NO DIFFERENCE between cancer and non-cancer pain

[Full text] Terminology of chronic pain: the need to “level the playing field | JPR | John F Peppin, Michael E Schatman

This article points out the absurdity of the dichotomy between cancer-related and non-cancer pain. As I’ve always believed, there is NO DIFFERENCE when it comes to pain mechanisms or pain treatments.

As it continues to find its way in the ever-changing world of medicine, terminology [of pain medicine] becomes an important consideration.

“Chronic cancer pain” and “chronic noncancer pain” are replete in the literature; however, the distinction here is actually obscure. 

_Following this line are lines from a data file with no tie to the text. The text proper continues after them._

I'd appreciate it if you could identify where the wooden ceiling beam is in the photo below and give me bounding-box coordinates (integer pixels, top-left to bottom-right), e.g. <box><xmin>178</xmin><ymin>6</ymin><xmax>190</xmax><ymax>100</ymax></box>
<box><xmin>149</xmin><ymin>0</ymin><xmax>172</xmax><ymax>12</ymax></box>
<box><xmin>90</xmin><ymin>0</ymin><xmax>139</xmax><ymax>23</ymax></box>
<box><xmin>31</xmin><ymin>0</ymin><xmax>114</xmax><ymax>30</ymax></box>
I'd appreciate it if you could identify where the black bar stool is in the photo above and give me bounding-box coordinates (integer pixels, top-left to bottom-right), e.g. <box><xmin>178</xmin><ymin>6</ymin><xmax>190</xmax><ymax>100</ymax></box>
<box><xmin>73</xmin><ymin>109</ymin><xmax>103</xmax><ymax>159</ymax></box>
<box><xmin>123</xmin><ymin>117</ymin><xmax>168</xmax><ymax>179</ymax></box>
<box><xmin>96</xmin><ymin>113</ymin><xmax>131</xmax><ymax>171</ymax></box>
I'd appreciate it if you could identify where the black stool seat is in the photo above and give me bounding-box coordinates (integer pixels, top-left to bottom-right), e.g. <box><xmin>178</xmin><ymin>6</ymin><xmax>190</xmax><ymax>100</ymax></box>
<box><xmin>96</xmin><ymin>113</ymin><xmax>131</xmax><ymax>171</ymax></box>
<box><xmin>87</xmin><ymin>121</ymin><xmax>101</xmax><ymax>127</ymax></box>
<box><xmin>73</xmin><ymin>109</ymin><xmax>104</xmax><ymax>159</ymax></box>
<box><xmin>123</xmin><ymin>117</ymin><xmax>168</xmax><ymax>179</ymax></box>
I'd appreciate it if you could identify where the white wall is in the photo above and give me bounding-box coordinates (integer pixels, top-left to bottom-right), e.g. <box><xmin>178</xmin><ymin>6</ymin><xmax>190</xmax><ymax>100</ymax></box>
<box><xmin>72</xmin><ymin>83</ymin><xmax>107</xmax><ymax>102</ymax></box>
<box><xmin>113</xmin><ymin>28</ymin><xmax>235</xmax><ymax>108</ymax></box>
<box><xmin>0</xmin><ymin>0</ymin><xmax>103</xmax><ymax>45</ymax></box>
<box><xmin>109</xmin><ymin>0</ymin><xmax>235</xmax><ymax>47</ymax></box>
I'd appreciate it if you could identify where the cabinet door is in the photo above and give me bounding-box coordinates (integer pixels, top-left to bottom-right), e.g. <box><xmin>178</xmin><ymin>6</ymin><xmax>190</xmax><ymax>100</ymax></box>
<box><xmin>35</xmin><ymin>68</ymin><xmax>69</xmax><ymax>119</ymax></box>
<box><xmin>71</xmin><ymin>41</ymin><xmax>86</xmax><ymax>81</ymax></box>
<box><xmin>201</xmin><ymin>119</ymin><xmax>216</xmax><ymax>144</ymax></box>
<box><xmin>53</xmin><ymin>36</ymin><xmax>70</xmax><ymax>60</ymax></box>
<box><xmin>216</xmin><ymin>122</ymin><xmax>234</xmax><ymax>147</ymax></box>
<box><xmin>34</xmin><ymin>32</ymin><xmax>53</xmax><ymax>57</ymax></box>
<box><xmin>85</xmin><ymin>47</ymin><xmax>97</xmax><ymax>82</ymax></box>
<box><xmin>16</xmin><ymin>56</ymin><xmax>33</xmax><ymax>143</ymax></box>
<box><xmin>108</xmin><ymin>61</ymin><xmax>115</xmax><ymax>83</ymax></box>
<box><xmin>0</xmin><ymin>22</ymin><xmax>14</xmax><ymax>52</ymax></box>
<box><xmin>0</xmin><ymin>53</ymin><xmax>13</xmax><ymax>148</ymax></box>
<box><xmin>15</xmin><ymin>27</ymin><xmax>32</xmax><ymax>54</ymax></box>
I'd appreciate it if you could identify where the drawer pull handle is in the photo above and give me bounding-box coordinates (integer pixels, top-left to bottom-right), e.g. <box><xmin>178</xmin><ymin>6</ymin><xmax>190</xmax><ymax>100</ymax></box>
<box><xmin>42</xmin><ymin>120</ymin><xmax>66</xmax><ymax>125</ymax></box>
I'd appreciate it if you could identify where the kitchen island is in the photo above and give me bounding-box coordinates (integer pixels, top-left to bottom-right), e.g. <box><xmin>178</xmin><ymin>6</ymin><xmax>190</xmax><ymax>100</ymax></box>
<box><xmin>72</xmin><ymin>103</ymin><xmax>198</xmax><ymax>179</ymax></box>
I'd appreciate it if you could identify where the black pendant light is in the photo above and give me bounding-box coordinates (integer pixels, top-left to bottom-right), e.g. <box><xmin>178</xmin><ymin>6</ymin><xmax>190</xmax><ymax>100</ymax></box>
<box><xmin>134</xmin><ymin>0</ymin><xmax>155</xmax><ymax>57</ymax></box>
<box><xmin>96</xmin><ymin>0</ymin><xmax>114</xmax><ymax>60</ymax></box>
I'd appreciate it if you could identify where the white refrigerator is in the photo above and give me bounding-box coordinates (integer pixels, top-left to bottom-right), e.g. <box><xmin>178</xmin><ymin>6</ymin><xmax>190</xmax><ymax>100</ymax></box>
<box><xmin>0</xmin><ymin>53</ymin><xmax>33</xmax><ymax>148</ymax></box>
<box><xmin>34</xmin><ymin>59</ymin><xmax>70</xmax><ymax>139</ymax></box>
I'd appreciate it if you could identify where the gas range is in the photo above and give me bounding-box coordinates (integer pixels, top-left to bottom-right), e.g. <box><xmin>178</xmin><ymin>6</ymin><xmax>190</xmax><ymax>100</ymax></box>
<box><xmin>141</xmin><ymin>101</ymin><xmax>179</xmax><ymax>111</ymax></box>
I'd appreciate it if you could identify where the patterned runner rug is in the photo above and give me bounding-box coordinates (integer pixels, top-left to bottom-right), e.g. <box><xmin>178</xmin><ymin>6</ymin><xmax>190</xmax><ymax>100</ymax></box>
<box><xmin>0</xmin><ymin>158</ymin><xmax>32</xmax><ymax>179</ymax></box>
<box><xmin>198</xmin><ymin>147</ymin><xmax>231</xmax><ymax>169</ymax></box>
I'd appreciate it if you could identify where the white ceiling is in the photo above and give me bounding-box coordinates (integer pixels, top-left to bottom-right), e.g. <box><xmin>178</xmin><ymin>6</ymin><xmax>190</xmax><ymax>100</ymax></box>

A patient with pain from a cancer etiology has no different physiology than a patient with pain of noncancer etiologies.  

Interestingly, these claims are primarily philosophical, rather than medical or physiologic.

As mentioned, pain mechanisms do not discriminate between cancer and noncancer pathophysiology.

Patients with cancer or those without cancer have essentially identical pain-generating physiologies, and thus the same mechanisms for the development of their pain

Further, cancer patients are living longer and their original pain generators become chronic pain in and of themselves, little different from patients without cancer.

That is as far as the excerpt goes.